Monday, July 23, 2007

The difference between knowing and holding information?

Mr. Carswell: To ask the Secretary of State for Defence how many former departmental staff are working in senior management positions with BAe Systems.

Derek Twigg: The MOD does not hold this information.
I cannot begin to imagine why that might be!

6 comments:

Chris Paul said...

Perhaps you could suggest a formula for which grades of staff should be tracked, a protocol for how they should be tracked, and a time limit for such tracking.

Preumably folk from other implicated Departments also - DTI and even perhaps DFID? FCO naturally - not to mention former members of the armed forces?

Why this might be Dizzy? Because we don't live in a police state ... however much you'd like to see it! Paradoxically enough.

dizzy said...

Police state? Oh fuck off you tit. Yet again you have posted a comment that takes a single sentence and then claim I am saying a paragraph.

Anonymous said...

The most likely department that could find out that info would be Revenue and Customs as the NI code of the individuals concerned could be tracked.
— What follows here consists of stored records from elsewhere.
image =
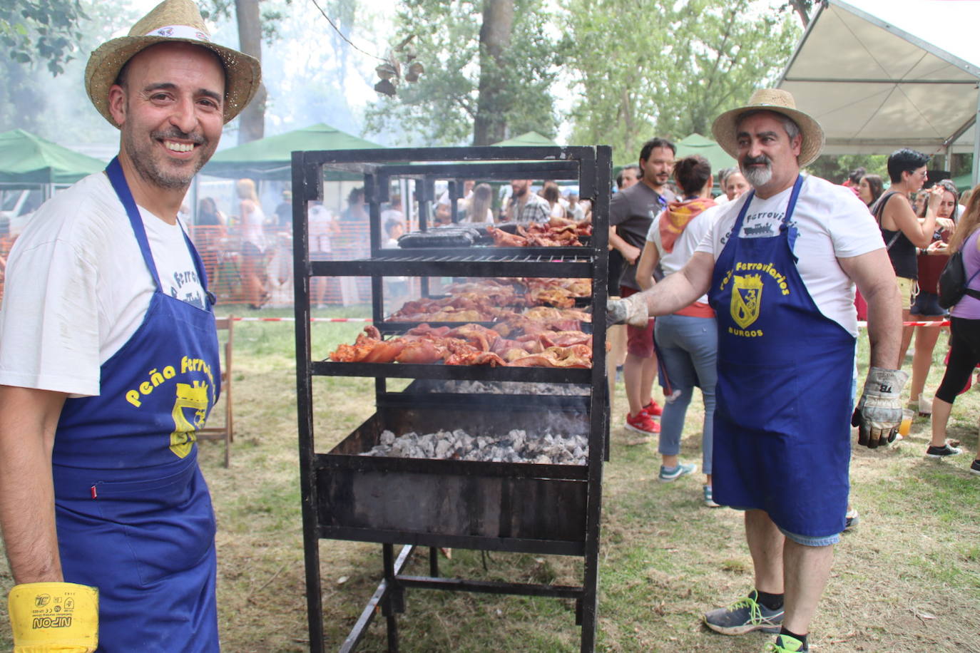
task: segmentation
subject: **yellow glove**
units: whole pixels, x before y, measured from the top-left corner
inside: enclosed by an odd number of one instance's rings
[[[14,653],[93,653],[99,590],[74,583],[24,583],[7,598]]]

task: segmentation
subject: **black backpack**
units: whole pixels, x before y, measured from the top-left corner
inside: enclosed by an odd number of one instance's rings
[[[977,274],[980,274],[980,269],[971,274],[969,279],[966,278],[962,251],[950,255],[950,259],[939,275],[939,305],[952,308],[964,295],[980,300],[980,291],[967,288]]]

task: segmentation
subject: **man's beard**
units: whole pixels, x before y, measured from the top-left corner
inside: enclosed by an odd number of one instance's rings
[[[765,163],[765,167],[755,167],[753,165],[754,163]],[[743,157],[742,161],[739,162],[739,169],[742,170],[742,175],[745,177],[745,180],[748,181],[753,188],[764,186],[772,179],[772,160],[765,155],[760,155],[758,157]]]
[[[190,186],[194,175],[211,159],[212,153],[207,152],[208,141],[204,136],[199,134],[185,134],[176,128],[167,131],[153,131],[149,134],[151,143],[148,147],[136,145],[137,139],[132,137],[131,134],[127,136],[122,139],[122,144],[126,154],[129,156],[129,161],[132,162],[133,167],[136,168],[139,176],[158,188],[168,190],[183,190],[187,188]],[[154,157],[156,154],[154,152],[154,141],[167,139],[184,142],[190,141],[199,149],[204,150],[205,152],[202,154],[205,156],[199,156],[196,160],[187,161],[184,167],[176,171],[167,170]]]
But that would bring up definite DPA and civil liberty issues.
If the MoD did hold that sort of info, how long would you expect them to hold it or to watch their ex-employees for?
At what level to do stop/start monitoring? The lowest, middle, highest, responsibility or section?
The question being asked was ill defined.

Chris Paul said...

Your whole post is surely about tracking individuals' work choices. Stasi snooping if you like. I have not picked anything out of context.
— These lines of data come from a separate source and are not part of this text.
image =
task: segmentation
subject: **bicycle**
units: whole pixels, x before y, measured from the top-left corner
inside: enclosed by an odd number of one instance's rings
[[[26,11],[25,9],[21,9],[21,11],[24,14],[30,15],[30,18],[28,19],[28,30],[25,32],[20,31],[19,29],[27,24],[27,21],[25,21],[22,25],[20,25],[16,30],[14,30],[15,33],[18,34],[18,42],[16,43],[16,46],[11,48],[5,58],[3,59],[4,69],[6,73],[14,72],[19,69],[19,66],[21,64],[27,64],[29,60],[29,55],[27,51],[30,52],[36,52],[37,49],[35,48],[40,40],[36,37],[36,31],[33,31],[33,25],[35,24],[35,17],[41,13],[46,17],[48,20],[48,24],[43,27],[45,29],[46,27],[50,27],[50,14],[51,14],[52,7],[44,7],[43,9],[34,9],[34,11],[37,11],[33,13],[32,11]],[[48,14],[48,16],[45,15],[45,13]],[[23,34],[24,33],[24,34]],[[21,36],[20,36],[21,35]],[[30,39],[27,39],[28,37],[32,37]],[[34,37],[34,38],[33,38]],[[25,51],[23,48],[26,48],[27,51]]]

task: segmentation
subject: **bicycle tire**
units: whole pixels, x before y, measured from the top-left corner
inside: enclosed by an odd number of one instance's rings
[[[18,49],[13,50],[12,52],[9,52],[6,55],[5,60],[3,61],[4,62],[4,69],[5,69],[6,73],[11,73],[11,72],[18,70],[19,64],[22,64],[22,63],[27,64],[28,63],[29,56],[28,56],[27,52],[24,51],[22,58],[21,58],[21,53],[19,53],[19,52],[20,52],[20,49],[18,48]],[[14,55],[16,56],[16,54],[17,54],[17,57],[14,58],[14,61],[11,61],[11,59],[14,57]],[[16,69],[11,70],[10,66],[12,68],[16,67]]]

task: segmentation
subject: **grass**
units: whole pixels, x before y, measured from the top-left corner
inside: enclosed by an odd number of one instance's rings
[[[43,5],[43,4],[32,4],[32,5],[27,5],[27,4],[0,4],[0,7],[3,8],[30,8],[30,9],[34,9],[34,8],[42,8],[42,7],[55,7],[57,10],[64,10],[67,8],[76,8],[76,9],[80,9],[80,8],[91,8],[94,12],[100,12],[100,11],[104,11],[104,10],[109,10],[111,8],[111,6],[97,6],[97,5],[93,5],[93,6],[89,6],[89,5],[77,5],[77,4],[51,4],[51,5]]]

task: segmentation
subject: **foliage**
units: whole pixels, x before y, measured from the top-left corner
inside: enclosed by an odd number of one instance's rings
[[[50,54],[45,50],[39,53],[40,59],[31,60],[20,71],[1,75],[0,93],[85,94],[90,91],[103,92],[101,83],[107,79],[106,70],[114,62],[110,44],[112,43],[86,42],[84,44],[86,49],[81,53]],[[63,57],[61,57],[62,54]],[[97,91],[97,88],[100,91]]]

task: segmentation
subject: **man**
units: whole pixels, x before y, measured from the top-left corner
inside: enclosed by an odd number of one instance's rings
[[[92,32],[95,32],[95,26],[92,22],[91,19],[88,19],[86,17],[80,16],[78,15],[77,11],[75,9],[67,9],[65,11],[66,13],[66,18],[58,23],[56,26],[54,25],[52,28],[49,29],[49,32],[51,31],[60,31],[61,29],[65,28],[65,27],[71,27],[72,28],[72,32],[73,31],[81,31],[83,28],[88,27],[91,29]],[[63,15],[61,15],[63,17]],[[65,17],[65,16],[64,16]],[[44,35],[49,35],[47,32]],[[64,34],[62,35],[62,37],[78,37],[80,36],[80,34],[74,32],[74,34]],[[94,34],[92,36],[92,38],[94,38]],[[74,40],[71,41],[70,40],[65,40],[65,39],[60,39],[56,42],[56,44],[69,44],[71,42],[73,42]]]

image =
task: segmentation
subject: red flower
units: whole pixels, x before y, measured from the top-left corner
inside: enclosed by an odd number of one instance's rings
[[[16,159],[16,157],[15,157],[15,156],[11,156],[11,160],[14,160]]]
As Neil says "definite DPA and civil liberty issues".

dizzy said...

Bollocks Chris, it's about the well known revolving door between senior Whitehall and senior private sector.
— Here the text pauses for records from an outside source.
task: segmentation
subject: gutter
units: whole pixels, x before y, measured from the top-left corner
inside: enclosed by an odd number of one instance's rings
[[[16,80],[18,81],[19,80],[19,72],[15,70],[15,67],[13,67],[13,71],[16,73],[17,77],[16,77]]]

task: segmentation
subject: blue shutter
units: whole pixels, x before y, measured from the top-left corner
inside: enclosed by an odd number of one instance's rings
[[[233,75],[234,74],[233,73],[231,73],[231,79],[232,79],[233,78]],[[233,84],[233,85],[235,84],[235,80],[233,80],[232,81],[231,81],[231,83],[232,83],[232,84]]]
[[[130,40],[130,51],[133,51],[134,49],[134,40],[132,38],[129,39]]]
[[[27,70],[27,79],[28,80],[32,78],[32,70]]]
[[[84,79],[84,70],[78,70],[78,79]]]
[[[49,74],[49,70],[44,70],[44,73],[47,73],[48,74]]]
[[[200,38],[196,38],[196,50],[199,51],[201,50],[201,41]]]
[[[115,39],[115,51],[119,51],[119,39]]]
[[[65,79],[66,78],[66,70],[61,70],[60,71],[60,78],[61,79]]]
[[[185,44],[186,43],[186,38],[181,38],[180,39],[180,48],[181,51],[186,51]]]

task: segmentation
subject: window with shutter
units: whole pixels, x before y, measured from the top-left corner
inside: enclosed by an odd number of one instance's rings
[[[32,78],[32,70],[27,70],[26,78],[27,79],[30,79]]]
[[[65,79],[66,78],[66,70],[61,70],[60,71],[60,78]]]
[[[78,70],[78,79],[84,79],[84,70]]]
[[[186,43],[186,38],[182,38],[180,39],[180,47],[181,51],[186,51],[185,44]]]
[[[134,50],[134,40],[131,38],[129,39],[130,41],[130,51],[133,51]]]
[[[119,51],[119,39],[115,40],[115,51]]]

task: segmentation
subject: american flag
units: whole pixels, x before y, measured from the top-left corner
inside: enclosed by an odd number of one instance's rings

You have taken stuff out of context because you have deliberately created a misrepresented straw man end from a straight forward point.

dizzy said...

In fact, I have no idea how you have extrapolated that I am saying that I want to track job choices of individuals. It would take a fool to not realise that, when you put together the title of the post, along with the rather obvious revolving door accusation inherent within the question, that, far from suggesting that they should track individuals like a police state, I was making a point about the evasiveness of the answer in relation to the point of the question.

That being that the use of "holding" information in response to the question suggests that they do in fact "know" the information informally, but quite rightly, they do not officially hold the information. The question will evidently return in another format I imagine in order to extract the answer to the essential concern that there is a revolving door between Whitehall and the private sector that may be a bit iffy.

Sop you see Chris, you're response to my post was not only bollocks, it was a bit of thick frankly.